PejuangKantoran.com - Tak bisa dipungkiri, umpan balik atau feedback dari atasan sering dianggap sebagai penghargaan yang membantu melihat kekurangan dalam pekerjaan yang dilakukan.
Namun, terkadang umpan balik juga bisa jadi hal yang canggung untuk dibicarakan.
Meski bisa mendukung perkembangan perusahaan atau pekerja, jika feedback disampaikan di waktu yang kurang tepat, dampaknya malah bisa jadi negatif.
Baca Juga: Sebelum Menentukan Mana Yang Akan Kamu Piilih, Pahami Perbedaan Menabung Dengan Berinvestasi
Pelatih karir Madhu Maron mengatakan bahwa umpan balik yang disampaikan tanpa rasa saling menghargai dapat berdampak buruk. Terlebih lagi, jika cara penyampaiannya tidak didasari konteks atau pada waktu yang kurang tepat.
Ini akan membuat si penerima feedback merasa kebingungan bagaimana cara memperbaiki diri, bahkan mungkin jadi kehilangan semangat kerja.
Terlalu menekankan kekurangan saat menyampaikan umpan balik, tanpa mengakui pencapaian yang sudah dilakukan juga bisa merugikan. Ini dapat membuat orang merasa minder karena merasa tidak pernah cukup baik.

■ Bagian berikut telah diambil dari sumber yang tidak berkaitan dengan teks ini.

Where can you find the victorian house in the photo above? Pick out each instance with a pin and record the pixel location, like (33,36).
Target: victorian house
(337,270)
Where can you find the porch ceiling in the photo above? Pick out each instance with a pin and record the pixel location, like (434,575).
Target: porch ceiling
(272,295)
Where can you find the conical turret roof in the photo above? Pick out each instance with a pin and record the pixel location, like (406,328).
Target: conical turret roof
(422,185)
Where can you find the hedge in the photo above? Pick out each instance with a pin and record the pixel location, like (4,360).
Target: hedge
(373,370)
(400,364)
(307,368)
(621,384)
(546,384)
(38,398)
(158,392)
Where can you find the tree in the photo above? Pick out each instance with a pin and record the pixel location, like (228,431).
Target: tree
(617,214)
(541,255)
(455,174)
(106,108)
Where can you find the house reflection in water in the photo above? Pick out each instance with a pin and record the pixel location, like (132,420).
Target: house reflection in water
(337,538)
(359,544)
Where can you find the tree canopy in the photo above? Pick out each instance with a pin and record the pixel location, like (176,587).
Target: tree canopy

Madhu menyarankan agar perusahaan menciptakan budaya yang lebih sehat dan mendukung dengan memastikan adanya peraturan yang jelas.
Feedback bukan alat penghakiman
Feedback dari atasan sebaiknya tidak hanya disampaikan secara lisan, tetapi juga lewat tulisan. Namun, pastikan sudah menyampaikannya secara langsung, baru menuliskannya.
Jadi, tanggapan secara tertulis bisa berfungsi sebagai catatan permanen yang bermanfaat bagi penerima di masa depan.
Beberapa perusahaan juga menggunakan 360 degree feedback, atau umpan balik yang diberikan dari berbagai pihak. Misalnya dari rekan kerja, manajer, bawahan langsung, bahkan mungkin dari klien. Jadi, bukan hanya feedback dari atasan.
Namun, apa pun teknik feedback yang dilakukan perusahaan, Madhu menyarankan untuk membuat seperangkat perjanjian kerja yang memandu bagaimana struktur yang konsisten dalam menyusun umpan balik.
Selain itu, jelaskan juga pada semua karyawan seperti apa umpan balik yang efektif.